Jessica shrugged. “Ron Burgundy? Oh Oh! Ron… Jeremy?”

The bell rang and the final triangle turned. Ron Jeremy smiled at Josh, bowed and lifted up the loin cloth. He twirled his dangling penis a couple of times and walked away.

“They’ll blur that out before broadcast, right?” the announcer asked.

“Send in the last team,” the director ordered.

Josh’s face was a frowning mask as he read the last triangle. From the left side of the stage, a man pushed an ice cream cart toward the contestant’s circle. An umbrella with pink and blue stripes and the words Biskin Jobbins spelled out on the edges hung above the man from a metal pole attached to the cart. A second man walked on stage from right. The two met in the center. The right man held up one finger. The left man nodded, pulled up a cone and started scooping ice cream.

“A hotel bed cover,” Josh said.

“Plaid things. Ugly things,” Jessica answered.

“Twenty seconds,” David warned.

“A semen splotched hotel bed cover,” Josh answered back. “A 70’s velour painting splotched with semen.”

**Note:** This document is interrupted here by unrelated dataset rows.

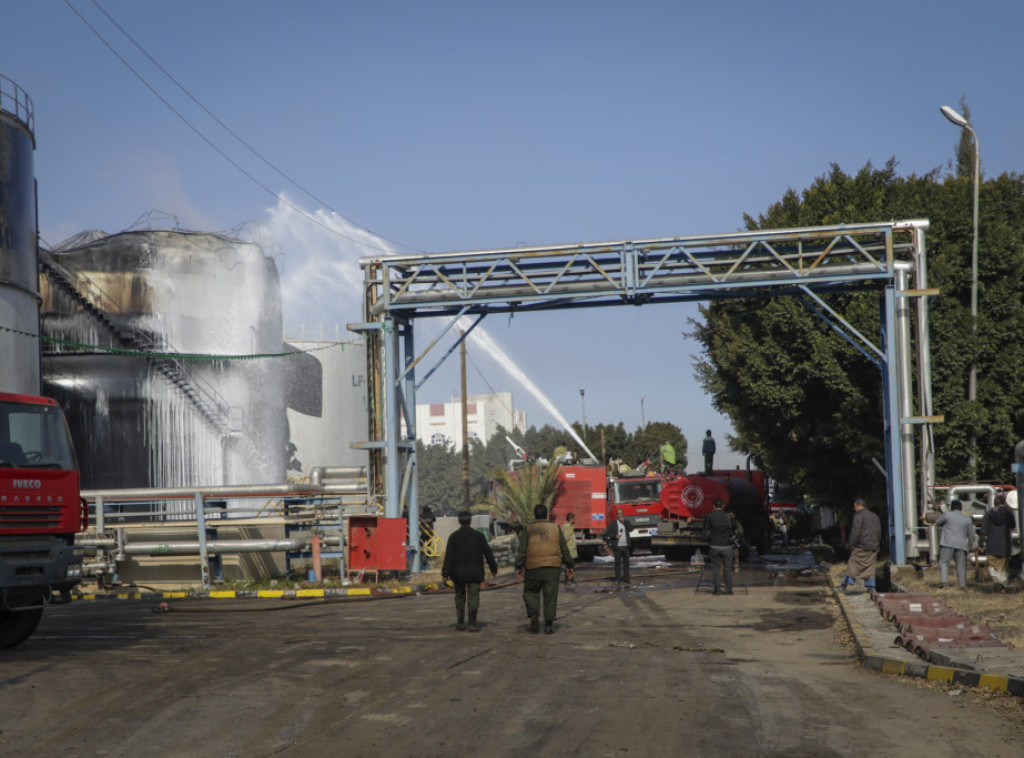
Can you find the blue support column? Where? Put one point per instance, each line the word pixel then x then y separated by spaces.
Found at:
pixel 392 509
pixel 410 405
pixel 893 420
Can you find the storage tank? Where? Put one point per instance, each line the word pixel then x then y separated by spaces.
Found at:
pixel 156 409
pixel 327 404
pixel 18 272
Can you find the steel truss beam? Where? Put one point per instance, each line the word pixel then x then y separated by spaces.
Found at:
pixel 799 261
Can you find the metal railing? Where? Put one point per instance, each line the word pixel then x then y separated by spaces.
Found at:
pixel 15 102
pixel 158 521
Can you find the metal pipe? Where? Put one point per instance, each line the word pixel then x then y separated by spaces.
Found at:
pixel 738 237
pixel 317 474
pixel 924 379
pixel 215 547
pixel 218 493
pixel 905 401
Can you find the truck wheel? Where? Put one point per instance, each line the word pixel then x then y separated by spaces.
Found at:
pixel 17 626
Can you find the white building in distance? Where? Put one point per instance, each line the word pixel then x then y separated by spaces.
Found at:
pixel 440 423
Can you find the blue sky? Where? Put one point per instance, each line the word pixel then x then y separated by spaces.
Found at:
pixel 443 126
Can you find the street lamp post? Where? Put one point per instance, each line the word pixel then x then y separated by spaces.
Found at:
pixel 583 404
pixel 972 382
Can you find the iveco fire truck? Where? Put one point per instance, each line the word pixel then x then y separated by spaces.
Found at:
pixel 41 510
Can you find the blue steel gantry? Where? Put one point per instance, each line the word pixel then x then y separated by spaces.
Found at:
pixel 805 262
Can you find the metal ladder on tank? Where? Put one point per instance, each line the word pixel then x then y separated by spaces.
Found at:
pixel 210 404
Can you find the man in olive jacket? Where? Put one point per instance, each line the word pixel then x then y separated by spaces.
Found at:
pixel 464 556
pixel 539 560
pixel 864 541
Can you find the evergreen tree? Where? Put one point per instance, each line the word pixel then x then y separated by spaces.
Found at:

The left man put the ball of ice cream on the cone, put the cone in a holder on the cart, then bent the pole so the umbrella hung vertically between the two men. The left man picked up the cone, stepped next to the umbrella and put his hand through a waist high hole in the canvas. The right man dropped to his knees and began licking the hovering ice cream without using his hands. The left man leaned his head back, smiling.

Josh roared with laughter. The director pushed another button and a harsh buzz erupted above the stage. The audience then burst into hysterics.

Once the ice cream men left the stage to resounding applause, David met the contestants in the circle. “That was a great run,” he told Josh. “‘Things you wouldn’t want to see under a blacklight’ is a tough final category. But you won’t be leaving empty handed. A thousand dollars to both our contestants.” He smiled toward the camera. “And they get to come back next week as returning champions. Bye for now.”

“Camera four – Wide shot,” the director barked. “Roll credits.” As names began scrolling down the monitor, the director pointed to the announcer.”